Une cousinade qui tourne mal
Il faut dire que cette chute, le monarque en est avant tout à l’origine, lorsque, à la mort de son oncle, il confisque l’héritage de son cousin Bolingbroke, profitant d’un conflit opposant ce dernier au Duc de Norfolk pour les bannir tous les deux. Mais Bolingbroke, dans un désir de justice, profite de l’absence de Richard II parti à la guerre en Irlande pour revenir en Angleterre et s’emparer de son trône.
Ce conflit familial qui amène à saper l’autorité royale - où refuser l’arbitraire, selon – est un prétexte idoine selon le metteur en scène Christophe Rauck pour faire résonner le texte de Shakespeare dans le contexte actuel
“La piste que j’ai suivie, c’est cette envie qu’ont les gens en ce moment de destituer les gouvernants : cette colère vis-à-vis du monde politique qui se traduit par la violence avec une volonté de renverser le pouvoir et de faite tomber des têtes.

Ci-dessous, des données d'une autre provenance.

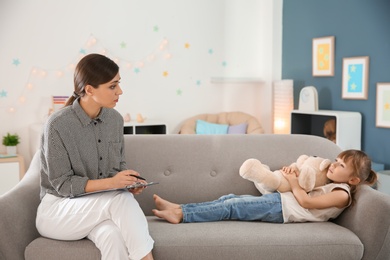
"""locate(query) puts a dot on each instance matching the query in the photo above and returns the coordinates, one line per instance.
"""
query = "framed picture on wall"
(323, 56)
(383, 105)
(355, 78)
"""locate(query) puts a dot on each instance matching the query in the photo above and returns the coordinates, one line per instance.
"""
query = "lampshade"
(283, 103)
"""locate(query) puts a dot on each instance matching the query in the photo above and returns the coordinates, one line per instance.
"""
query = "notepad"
(133, 186)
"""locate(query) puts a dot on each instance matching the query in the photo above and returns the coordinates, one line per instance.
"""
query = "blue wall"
(361, 28)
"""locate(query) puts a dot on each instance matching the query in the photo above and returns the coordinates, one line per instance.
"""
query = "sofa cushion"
(253, 240)
(45, 248)
(223, 240)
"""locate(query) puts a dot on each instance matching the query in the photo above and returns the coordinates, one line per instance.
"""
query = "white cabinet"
(348, 125)
(11, 172)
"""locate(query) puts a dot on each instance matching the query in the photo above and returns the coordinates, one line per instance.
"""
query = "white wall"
(227, 38)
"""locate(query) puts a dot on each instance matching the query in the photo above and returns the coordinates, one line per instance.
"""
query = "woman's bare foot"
(172, 215)
(162, 204)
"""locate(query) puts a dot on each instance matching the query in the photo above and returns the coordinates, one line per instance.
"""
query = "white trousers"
(112, 220)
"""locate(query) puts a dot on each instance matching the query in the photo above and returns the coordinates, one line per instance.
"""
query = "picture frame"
(383, 105)
(323, 56)
(355, 77)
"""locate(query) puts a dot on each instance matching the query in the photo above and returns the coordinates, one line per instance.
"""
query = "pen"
(138, 177)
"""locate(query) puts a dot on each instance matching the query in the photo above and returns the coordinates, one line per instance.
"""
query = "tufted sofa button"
(213, 173)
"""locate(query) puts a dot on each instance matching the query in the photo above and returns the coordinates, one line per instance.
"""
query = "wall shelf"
(348, 125)
(147, 127)
(236, 80)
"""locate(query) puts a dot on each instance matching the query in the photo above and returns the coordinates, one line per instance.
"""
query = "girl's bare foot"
(172, 215)
(162, 204)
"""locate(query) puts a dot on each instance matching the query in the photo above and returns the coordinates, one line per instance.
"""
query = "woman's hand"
(124, 178)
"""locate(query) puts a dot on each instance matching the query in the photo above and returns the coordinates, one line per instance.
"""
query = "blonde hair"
(361, 165)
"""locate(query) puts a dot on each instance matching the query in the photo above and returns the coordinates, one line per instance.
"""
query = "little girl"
(351, 169)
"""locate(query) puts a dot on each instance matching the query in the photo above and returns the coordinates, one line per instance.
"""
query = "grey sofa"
(192, 168)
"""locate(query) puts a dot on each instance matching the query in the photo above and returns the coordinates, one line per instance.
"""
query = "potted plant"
(10, 142)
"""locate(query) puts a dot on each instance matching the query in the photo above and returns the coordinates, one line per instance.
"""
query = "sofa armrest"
(369, 219)
(18, 209)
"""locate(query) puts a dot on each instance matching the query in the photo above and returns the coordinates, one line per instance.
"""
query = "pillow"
(237, 129)
(203, 127)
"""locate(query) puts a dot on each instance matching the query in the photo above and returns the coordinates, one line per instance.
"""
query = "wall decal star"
(3, 93)
(16, 62)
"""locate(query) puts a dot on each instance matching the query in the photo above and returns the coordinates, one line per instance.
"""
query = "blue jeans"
(266, 208)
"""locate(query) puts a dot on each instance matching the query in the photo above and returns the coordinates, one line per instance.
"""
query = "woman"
(82, 151)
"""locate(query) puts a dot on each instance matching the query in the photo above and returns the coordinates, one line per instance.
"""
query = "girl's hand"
(290, 173)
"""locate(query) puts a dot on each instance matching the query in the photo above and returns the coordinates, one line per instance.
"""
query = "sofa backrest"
(194, 168)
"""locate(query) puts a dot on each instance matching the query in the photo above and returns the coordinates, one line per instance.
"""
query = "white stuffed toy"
(312, 173)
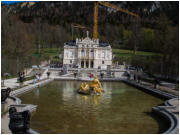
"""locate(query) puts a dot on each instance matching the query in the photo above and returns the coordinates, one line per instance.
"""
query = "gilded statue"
(92, 87)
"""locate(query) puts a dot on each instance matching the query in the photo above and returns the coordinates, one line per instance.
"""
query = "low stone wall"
(155, 92)
(30, 87)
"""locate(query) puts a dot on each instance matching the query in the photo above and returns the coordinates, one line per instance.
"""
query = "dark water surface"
(121, 109)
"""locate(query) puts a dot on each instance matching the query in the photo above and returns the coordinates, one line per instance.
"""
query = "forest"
(27, 27)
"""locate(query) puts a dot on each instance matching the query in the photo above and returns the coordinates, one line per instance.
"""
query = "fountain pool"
(122, 109)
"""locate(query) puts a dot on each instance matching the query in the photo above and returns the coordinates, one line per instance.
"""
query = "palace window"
(91, 53)
(71, 54)
(103, 54)
(82, 53)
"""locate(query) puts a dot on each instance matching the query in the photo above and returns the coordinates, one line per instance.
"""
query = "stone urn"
(4, 94)
(19, 121)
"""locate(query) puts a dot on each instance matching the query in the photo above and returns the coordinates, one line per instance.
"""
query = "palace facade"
(87, 53)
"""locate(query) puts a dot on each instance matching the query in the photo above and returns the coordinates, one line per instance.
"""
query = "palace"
(87, 53)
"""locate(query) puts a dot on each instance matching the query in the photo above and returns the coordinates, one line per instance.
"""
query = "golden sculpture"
(92, 87)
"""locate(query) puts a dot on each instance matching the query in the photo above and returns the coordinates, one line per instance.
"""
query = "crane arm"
(106, 4)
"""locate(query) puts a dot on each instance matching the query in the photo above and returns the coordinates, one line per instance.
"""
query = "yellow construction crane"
(106, 4)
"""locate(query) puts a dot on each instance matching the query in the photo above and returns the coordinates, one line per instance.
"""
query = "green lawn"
(130, 53)
(128, 56)
(51, 53)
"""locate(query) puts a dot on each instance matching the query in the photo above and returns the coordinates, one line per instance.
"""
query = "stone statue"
(19, 121)
(5, 94)
(92, 87)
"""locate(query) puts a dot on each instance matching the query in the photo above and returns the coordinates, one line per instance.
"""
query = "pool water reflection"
(121, 109)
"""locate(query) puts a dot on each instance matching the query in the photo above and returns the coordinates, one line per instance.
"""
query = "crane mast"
(95, 27)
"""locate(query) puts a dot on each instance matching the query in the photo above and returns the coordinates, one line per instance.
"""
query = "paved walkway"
(12, 83)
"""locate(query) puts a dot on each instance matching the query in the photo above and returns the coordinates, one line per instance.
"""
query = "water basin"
(122, 109)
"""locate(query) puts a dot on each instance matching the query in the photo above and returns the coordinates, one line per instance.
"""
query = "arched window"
(92, 53)
(82, 53)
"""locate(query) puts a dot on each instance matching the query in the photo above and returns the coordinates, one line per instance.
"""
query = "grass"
(51, 53)
(128, 56)
(130, 53)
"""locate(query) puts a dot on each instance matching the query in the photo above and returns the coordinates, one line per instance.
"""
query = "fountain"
(94, 87)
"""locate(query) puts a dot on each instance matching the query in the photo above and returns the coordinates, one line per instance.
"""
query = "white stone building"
(87, 53)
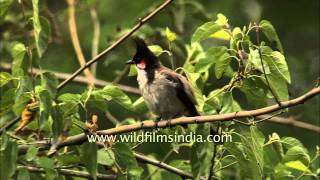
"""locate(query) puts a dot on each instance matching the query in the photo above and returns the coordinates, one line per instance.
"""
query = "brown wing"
(184, 90)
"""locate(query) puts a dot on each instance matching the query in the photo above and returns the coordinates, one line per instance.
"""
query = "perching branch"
(44, 145)
(81, 138)
(78, 79)
(292, 122)
(68, 172)
(162, 165)
(75, 41)
(115, 44)
(95, 38)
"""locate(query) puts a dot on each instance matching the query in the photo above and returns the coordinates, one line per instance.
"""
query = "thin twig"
(68, 172)
(163, 165)
(162, 161)
(95, 38)
(212, 172)
(115, 44)
(76, 43)
(78, 79)
(293, 122)
(81, 138)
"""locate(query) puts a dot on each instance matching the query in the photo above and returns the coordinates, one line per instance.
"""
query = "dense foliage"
(248, 62)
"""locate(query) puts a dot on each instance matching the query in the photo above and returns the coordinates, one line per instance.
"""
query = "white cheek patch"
(141, 64)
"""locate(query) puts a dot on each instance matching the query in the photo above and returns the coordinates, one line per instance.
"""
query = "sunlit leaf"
(171, 36)
(222, 34)
(268, 29)
(298, 166)
(5, 78)
(19, 64)
(203, 32)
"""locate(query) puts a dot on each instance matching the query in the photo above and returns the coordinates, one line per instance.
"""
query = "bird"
(166, 93)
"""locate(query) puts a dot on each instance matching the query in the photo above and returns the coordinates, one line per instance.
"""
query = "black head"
(144, 58)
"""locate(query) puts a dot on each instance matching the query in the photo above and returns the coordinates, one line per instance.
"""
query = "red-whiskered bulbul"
(166, 93)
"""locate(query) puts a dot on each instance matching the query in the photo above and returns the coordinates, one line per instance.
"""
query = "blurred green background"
(297, 24)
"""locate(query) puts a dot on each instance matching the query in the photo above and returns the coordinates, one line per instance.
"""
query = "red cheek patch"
(141, 64)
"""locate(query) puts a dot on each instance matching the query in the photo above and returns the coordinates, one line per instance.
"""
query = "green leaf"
(5, 78)
(127, 161)
(117, 95)
(23, 174)
(50, 82)
(132, 71)
(58, 121)
(249, 152)
(201, 154)
(139, 105)
(269, 31)
(4, 7)
(45, 162)
(204, 31)
(222, 20)
(212, 55)
(255, 61)
(8, 158)
(255, 90)
(289, 142)
(171, 36)
(21, 102)
(19, 64)
(45, 105)
(89, 158)
(32, 153)
(41, 27)
(69, 97)
(222, 62)
(276, 80)
(280, 65)
(298, 166)
(7, 101)
(106, 157)
(157, 50)
(229, 104)
(297, 153)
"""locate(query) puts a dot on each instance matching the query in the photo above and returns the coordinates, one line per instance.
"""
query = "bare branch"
(68, 172)
(95, 38)
(163, 165)
(78, 79)
(80, 138)
(292, 122)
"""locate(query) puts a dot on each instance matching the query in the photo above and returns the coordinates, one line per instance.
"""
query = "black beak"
(130, 61)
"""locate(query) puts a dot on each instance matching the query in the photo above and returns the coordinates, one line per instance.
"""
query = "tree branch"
(115, 44)
(68, 172)
(80, 138)
(78, 79)
(292, 122)
(75, 41)
(95, 38)
(162, 165)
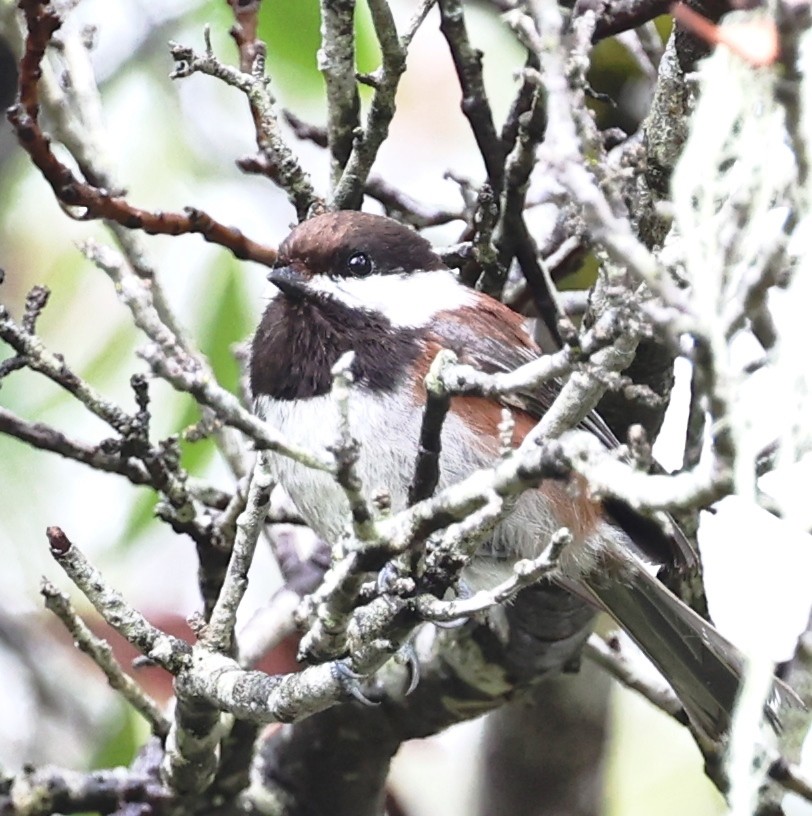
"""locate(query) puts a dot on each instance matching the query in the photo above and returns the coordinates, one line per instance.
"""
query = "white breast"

Menaces contre des élus, défiance, détestation du Président…”
Ainsi, à quoi bon adopter des postures jupitériennes lorsque le peuple ne veut plus de vous ou comme ici, lorsque vos courtisans se rangent peu à peu à la cause de votre adversaire, par opportunisme ou par conviction ? C’est un peu le propos de cette pièce qui veut nous faire entrer dans la tête d’un monarque qui voit peu à peu le monde se dérober à sa toute-puissance.
Enfant gâté
Car il faut imaginer un demi-dieu qui a le droit de vie et de mort, perdre soudainement ses divines prérogatives, trahi par les siens, puis traqué comme un animal.

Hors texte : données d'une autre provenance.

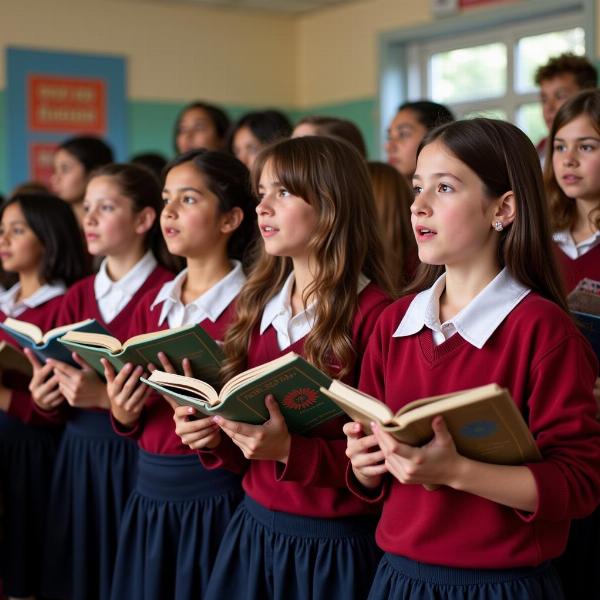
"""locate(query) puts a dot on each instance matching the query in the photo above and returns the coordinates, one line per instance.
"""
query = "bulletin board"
(54, 95)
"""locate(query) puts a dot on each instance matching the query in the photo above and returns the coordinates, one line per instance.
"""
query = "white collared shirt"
(209, 305)
(13, 308)
(278, 312)
(570, 248)
(476, 322)
(113, 296)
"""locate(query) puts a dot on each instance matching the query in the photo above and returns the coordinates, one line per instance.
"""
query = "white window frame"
(419, 56)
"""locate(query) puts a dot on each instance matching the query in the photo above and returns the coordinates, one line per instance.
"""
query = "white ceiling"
(282, 6)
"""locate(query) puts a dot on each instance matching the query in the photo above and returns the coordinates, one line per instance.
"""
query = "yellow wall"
(175, 51)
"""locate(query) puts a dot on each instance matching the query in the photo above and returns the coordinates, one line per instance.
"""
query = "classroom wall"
(324, 62)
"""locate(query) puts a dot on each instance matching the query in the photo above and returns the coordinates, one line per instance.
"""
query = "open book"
(584, 302)
(189, 341)
(12, 359)
(484, 421)
(293, 381)
(45, 345)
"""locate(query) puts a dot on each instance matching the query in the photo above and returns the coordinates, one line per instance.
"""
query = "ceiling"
(281, 6)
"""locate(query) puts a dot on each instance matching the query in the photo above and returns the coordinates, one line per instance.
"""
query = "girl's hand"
(195, 433)
(81, 387)
(43, 384)
(436, 463)
(367, 464)
(126, 394)
(270, 441)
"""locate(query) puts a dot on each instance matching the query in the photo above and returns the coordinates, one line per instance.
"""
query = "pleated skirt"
(401, 578)
(279, 556)
(172, 527)
(26, 462)
(93, 477)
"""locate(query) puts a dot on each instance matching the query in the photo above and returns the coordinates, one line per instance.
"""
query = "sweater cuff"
(553, 494)
(360, 491)
(225, 456)
(132, 433)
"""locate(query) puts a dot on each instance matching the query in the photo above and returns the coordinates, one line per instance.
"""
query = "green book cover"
(189, 341)
(293, 381)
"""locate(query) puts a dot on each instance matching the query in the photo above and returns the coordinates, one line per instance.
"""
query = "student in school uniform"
(40, 243)
(572, 176)
(74, 160)
(95, 468)
(176, 516)
(317, 289)
(489, 309)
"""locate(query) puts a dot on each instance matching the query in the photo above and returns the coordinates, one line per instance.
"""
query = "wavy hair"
(331, 176)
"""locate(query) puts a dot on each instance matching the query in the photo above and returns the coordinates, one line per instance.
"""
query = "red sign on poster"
(41, 157)
(60, 104)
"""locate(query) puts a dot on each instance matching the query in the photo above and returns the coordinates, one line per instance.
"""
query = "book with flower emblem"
(293, 382)
(484, 421)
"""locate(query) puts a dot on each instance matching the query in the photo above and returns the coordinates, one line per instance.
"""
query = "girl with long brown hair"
(317, 289)
(572, 178)
(488, 307)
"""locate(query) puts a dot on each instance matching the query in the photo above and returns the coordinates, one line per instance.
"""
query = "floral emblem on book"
(300, 399)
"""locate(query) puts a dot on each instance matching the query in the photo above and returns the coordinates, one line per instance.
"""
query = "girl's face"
(197, 130)
(20, 249)
(69, 178)
(404, 136)
(110, 225)
(576, 159)
(287, 223)
(451, 215)
(246, 146)
(191, 222)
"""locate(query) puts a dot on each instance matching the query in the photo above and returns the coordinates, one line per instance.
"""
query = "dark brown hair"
(504, 158)
(563, 210)
(580, 67)
(340, 128)
(393, 197)
(331, 176)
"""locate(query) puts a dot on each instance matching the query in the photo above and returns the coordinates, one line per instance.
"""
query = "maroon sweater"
(540, 356)
(155, 430)
(21, 405)
(574, 270)
(312, 482)
(80, 303)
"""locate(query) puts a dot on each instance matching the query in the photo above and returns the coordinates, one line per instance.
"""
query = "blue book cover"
(47, 345)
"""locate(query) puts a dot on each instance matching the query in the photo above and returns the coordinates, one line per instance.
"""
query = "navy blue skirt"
(94, 474)
(172, 527)
(402, 578)
(279, 556)
(579, 566)
(26, 462)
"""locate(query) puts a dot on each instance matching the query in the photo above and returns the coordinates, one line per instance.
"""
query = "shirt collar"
(281, 304)
(10, 306)
(130, 283)
(212, 303)
(477, 321)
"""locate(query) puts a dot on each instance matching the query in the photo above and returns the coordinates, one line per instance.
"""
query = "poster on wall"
(54, 95)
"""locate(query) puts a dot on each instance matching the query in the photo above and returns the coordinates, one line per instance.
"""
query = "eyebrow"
(439, 176)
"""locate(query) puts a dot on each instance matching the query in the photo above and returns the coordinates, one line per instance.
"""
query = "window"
(491, 73)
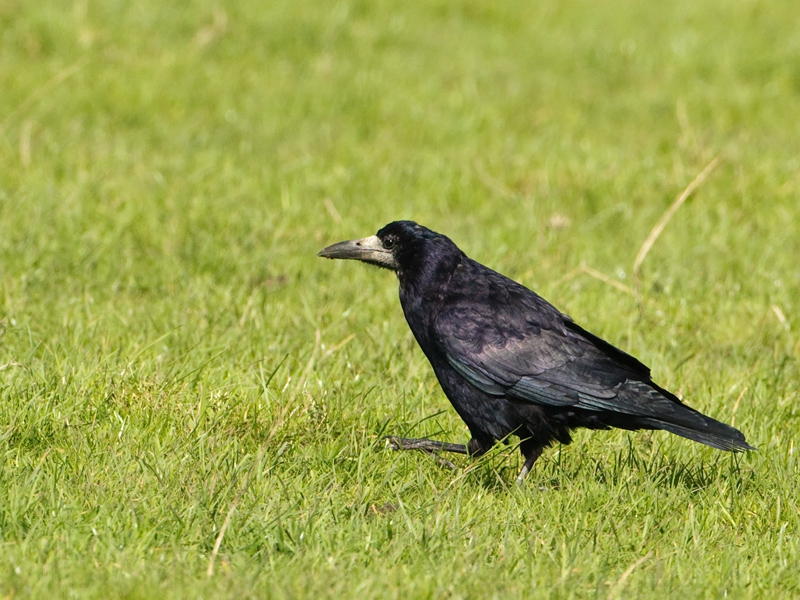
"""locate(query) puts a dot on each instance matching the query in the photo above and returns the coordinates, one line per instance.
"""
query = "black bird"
(510, 362)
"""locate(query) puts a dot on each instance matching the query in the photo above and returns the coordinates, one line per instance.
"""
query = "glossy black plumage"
(510, 362)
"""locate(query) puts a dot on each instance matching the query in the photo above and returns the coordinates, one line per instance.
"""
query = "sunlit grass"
(175, 359)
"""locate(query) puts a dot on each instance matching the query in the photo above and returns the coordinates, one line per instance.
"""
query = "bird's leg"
(425, 445)
(531, 454)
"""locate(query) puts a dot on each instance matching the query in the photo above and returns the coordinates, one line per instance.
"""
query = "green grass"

Cette bête blessée, rongée par sa déchéance, c’est Micha Lescot qui l’incarne avec une verve presque juvénile. Tout de blanc vêtu, le comédien se transforme avec subtilité au fil de la pièce. Tout-puissant, ivre de pouvoir, puis cédant à la puérilité, tel un enfant gâté à qui l’on a confisqué son jouet, il mêle - fidèle aux préceptes shakespeariens - les éléments comiques à la tragédie historique.
Le personnage plonge ensuite dans un registre mélancolique qui confine parfois à la folie ou à l’absurde, en trouvant son paroxysme dans la fameuse scène du miroir brisé, métaphore d’une conscience brutale de son état de mortel.
Mais c’est assurément la puissance du texte de Shakespeare, restitué par l’un de ses meilleurs traducteurs, Jean-Michel Déprats, qui donne un souffle intense à cette vertigineuse chute. Si la pièce, écrite en 1595, est dense en raison des multiples personnages et des filiations familiales complexes des maisons d’Angleterre, l’intrigue de Richard II est d’une incroyable modernité. Elle est ici servie par une distribution sans fautes et une mise en scène qui brille par sa limpidité. À ne pas manquer.
Richard II de William Shakespeare, mise en scène Christophe Rauck. Au TNP jusqu’au vendredi 17 novembre.